Many financially sound families today find themselves in financial situations they never have been in before, and never expected to be in. The current economic climate has been tough on many, but don’t lose hope. Most lenders, especially mortgage lenders, are willing to talk about ways to help you through these times. The last thing a family wants to do is lose their home, and they know that.
Your current financial situation may just not be able to meet the terms of your original mortgage agreement, and a loan modification can allow you essentially “make a new deal” with your mortgage company so that you can keep up with payments. These modifications usually reduce the current payments you have to make and move the outstanding current debt to the back of the original loan.
Loan modifications are not uncommon today, and your mortgage company probably has programs already in place to help you out. Once the new terms are agreed to, your mortgage once again becomes current, and you’ll have a payment you can handle easier every month. These modifications usually go on for a specific time, and when you are able, you can revert to your original terms.
The key to successfully negotiating these deals is to work with a local Plymouth loan modification attorney dedicated to getting your life and finances back on track. They will get you the best terms and make sure you don’t miss any “loopholes” that you may regret later on.
What is Involved in the Loan Modification Process?

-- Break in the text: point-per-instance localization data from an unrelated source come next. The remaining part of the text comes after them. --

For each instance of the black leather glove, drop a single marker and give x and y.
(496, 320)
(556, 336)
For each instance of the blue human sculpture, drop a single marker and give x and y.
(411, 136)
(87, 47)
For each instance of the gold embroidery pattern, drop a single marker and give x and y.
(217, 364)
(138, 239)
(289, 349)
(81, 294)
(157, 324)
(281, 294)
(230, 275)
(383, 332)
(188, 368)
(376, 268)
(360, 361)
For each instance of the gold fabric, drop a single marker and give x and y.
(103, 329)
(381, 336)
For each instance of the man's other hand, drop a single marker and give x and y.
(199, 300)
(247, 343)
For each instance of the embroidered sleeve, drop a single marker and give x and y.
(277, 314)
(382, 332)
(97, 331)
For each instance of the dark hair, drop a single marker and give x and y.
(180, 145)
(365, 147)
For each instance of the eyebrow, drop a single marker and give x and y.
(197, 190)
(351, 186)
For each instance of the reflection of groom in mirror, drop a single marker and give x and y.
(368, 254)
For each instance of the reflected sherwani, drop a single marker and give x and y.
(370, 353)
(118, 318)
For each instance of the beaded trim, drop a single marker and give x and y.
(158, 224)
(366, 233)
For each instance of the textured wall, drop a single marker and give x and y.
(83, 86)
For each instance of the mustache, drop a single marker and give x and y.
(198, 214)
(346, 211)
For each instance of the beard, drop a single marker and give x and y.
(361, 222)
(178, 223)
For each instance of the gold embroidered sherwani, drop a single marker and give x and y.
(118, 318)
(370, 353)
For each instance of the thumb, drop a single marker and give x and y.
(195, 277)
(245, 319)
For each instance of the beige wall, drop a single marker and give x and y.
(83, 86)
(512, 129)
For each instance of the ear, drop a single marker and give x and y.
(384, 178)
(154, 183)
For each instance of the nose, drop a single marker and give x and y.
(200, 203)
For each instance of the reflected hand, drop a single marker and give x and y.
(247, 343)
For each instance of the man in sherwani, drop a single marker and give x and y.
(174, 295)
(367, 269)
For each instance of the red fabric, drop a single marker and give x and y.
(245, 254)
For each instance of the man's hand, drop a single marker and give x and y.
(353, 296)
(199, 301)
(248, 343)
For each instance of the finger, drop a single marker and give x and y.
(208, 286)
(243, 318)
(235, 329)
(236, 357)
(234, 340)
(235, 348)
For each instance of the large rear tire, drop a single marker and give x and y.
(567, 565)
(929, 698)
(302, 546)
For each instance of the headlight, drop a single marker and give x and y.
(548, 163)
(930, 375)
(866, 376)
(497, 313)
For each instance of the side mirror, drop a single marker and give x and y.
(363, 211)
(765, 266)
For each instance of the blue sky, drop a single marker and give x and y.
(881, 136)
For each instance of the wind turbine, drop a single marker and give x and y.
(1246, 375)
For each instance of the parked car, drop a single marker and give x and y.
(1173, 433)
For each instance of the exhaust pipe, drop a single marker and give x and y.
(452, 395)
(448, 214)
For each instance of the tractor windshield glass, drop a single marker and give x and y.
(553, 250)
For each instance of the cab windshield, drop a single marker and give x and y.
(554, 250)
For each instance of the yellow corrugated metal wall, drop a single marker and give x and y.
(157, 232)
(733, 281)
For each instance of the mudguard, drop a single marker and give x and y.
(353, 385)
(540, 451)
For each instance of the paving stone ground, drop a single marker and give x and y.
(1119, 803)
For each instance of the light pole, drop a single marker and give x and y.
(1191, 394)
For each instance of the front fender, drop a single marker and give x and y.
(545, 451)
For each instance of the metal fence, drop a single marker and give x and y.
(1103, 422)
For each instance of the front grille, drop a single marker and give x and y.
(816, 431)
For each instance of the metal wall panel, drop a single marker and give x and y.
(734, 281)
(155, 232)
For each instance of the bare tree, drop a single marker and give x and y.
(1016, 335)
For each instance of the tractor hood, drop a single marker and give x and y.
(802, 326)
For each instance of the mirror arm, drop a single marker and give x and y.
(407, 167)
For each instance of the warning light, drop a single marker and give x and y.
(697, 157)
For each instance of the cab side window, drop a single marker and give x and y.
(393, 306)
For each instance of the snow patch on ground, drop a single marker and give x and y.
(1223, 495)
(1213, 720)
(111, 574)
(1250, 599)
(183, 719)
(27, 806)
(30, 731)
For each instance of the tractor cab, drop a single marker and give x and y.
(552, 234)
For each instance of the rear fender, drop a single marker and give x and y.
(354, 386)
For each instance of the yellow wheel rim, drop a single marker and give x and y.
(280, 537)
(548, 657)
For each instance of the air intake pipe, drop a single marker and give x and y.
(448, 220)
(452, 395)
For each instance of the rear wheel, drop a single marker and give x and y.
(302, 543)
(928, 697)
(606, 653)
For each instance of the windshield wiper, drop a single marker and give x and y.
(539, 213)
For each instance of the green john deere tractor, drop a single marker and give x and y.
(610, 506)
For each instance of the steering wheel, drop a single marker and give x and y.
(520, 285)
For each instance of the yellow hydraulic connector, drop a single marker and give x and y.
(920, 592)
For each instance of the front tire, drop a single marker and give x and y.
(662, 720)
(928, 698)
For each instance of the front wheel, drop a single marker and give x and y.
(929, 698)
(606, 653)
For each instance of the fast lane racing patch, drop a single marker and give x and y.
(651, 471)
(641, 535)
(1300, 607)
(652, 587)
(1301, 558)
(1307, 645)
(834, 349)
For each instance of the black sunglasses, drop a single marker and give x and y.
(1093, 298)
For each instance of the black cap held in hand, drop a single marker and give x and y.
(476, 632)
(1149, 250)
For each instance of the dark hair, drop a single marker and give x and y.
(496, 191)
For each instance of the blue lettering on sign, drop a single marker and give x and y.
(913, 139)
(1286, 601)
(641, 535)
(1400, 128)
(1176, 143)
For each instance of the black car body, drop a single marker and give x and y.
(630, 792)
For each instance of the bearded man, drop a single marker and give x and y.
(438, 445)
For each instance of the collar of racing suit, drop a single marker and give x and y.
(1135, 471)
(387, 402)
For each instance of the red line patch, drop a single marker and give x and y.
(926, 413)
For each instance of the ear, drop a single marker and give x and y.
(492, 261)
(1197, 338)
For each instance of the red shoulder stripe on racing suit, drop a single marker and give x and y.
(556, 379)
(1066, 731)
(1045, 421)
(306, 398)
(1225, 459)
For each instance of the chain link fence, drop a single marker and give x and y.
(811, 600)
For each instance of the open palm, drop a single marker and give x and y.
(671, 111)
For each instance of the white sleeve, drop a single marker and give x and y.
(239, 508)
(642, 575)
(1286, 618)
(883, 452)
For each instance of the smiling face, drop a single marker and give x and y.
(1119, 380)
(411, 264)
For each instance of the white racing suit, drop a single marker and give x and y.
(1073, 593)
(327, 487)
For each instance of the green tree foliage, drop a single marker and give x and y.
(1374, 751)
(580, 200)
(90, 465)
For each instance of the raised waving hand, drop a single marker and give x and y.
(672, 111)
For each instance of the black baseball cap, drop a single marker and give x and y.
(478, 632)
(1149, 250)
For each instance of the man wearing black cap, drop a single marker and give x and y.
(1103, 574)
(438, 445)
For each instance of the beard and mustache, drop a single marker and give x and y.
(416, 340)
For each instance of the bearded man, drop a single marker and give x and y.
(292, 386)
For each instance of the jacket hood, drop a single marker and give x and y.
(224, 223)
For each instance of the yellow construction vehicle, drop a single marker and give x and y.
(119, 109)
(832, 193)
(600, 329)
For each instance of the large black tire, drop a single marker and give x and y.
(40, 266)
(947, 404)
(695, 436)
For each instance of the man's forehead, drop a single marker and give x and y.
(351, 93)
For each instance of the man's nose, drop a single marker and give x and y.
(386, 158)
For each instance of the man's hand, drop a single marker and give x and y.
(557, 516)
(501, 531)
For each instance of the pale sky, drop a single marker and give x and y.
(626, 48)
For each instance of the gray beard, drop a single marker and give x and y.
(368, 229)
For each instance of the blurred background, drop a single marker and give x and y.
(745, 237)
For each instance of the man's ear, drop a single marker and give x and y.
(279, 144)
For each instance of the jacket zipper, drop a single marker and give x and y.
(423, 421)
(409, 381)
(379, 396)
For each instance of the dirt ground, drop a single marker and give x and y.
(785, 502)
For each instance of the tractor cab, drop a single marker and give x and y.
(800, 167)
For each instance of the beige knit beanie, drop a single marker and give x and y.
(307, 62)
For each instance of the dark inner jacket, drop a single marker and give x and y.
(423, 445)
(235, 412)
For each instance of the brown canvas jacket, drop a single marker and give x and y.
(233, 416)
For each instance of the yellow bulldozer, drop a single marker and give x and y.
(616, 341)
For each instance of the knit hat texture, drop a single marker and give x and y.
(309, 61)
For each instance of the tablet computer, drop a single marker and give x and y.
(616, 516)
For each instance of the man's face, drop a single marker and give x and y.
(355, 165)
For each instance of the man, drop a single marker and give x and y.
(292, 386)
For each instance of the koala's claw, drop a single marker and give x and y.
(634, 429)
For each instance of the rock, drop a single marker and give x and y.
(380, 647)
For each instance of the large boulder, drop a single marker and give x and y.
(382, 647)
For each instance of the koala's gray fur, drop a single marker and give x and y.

Many things can occur that cause you to be in your current financial situation. This can be due to job loss, sudden illness, accidents, and even the death of a family member. Whatever the reason, a loan modification will make your monthly payment affordable once again and bring your account current. Most lenders prefer helping until you’re “back on your feet” rather than going through the lengthy, costly, and complex foreclosure process.
Discuss all the financial details with your loan modification lawyer, and come up with a viable plan that works for you now. Then contact and communicate with your loan servicer. Usually, you (or possibly your lawyer) will speak with someone in the “loss mitigation” or “loan modification” department. They usually do, but be sure to ask them to keep a computerized log of your conversations as you may need to refer to them in the future.
You need to organize all of your current financial documents for your lawyer to formulate a rational and workable plan to present to the lender. They’ll want to know your financial situation as of right now, so you can show you can afford the reduced monthly amount.
You may even have to fill out a new application, but the more organized you are, the more successful you will be at solving this serious issue. Your Massachusetts bankruptcy or loan modification lawyer will be invaluable in this step of the process so your plan is presented clearly and is proven to be an achievable current financial solution.
What is the 90 Day “Right to Cure” and How Can It Help Me?
When your lender claims you are in default of your loan, they must serve you with a written notice. This notice will formally tell you that you are in default of your loan and have 90 days to find a solution to the problem.
This “right to cure” period gives you the time to either pay the back payments, or to apply for a loan modification to solve the problem. If you receive a default notice, it is essentially an informal way of telling you that you may be facing foreclosure.
You have the right and should ask for a detailed accounting of all your mortgage payments to date. You should ask for a detailed report, including their attorney’s fees, costs, and all late charges. Your loan modification attorney will know how to decipher this paperwork (which is often complex) and make sure it is accurate and all charges are valid.
There may be amounts in escrow for taxes, etc., and charges that are excessive, or just not correct. If you use this 90-day “right to cure” period wisely, in many cases, the charges, fees, and other costs in the lender’s accounting can be reduced or even dropped in your new loan agreement.
What is the Overall Purpose of a Loan Modification?
The main reason for a loan modification is to allow you to keep your home during difficult financial times and to prevent foreclosure.
Some of the aspects of a modification are:
- The modification may lower your interest rate.
- It may extend the length of your loan, but the payments may increase over time.
- It may reduce the principal of the loan, but this is unusual, and yet another area in which your attorney can help.
- It may increase your loan obligation, and even include a large balloon payment at some time during the loan.
The reasons for your immediate financial hardship may be numerous, but if the home is your primary residence, you should almost always be able to come to some agreement with your lender for a reasonable modification.
There can be considerable work involved, such as; a collection of documents, preparation of the proposal to the lender, and negotiation of the terms. It is a legal way to keep your home, both for you and your family, while you are recovering from a limited financial setback.
Your loan modification attorney will be invaluable in both helping you secure the most favorable loan terms, while also making sure that you understand all the pertinent financial details involved in the modification and how you, your family, and your finances may be affected.